Ehevertrag zwischen Wilhelm Söhne und Christiane Gerlach
Sachsenhausen, den 15. Juli 1885
Anlage A
Zwischen Wilhelm Söhne, ältestem Sohne des Friedrich Söhne I zu Sachsenhausen, als Bräutigam und der majorenten (= volljährigen) jüngsten Tochter des verstorbenen Gutsbesitzers Gerlach zu Rhadern, Namens Christiane Gerlach, als Braut wurde mit Genehmigung der Eltern des Bräutigams und der Braut am heutigen Tage unter dem Beistande Gottes ein christliches Eheverlöbnis abgeschlossen und dabei nachstehende Punkte festgesetzt:
I
Wollen Verlobte einander zur Ehe haben und sich den gesetzlichen Bestimmungen gemäß copulieren lassen.
II
Führt der Bräutigam die Braut in sein väterliches Haus und Hof ein und macht sie zur Miteigentümerin des vorhandenen Vermögens.
III
Der Vater des Bräutigams verschreibt den jungen Leuten Haus und Gut nebst Vieh, Schiff und Geschirren (= nebst Vieh und Gerätschaften) und zwar unter nachfolgenden Bestimmungen:
a. Die jungen Leute sind verpflichtet sämtliche vorhandene Schulden zu übernehmen, welche auf dem Gute lasten, so wie auch sämtliche jährlich zu entrichtende Steuern und Lasten zu übernehmen.

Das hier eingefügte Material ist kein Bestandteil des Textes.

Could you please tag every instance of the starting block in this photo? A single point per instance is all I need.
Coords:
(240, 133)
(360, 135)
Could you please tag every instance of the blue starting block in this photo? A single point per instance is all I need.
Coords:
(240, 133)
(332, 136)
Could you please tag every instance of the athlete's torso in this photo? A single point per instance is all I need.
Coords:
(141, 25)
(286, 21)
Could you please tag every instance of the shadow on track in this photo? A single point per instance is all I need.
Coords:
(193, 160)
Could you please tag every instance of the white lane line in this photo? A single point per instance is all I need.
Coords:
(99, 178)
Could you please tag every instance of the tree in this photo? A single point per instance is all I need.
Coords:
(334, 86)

b. Fernerhin an des Bräutigams Geschwister Friedrich Söhne, Carl Söhne & Maria Söhne folgende Kindesteile abzugeben, nämlich an Friedrich Söhne welcher sich in Barmen gegenwärtig aufhält, soll bezahlt werden als Kindesteil 50 M in Worten fünfzig Mark und zwar soll das Geld unverzinslich am Gute stehen bleiben bis zu seinem fünfzigsten Lebensjahre, weil er einen liederlichen, schlechten Lebenswandel bis jetzt geführt hat und sich deshalb nicht nach den Willen der Eltern betragen hat.
Außerdem soll über diese genannten 50 M Wilhelm Hufeisen II dahier Curator werden. Sollte Fried. Söhne sein 50. Lebensjahr nicht erreichen, so fällt sein Kindesteil dem Gute zu.
c. Carl Söhne erhält als Kindesteil ebenfalls fünfzig Mark, jedoch hat derselbe seinen Eltern schon fünfzig Mark geliehen, welche außer jenen 50 M ebenfalls von den jungen Leuten gezahlt werden müssen, nebenbei erhält er nach dem Tode der Eltern deren Ehebett und Bettstall und Kleiderschrank.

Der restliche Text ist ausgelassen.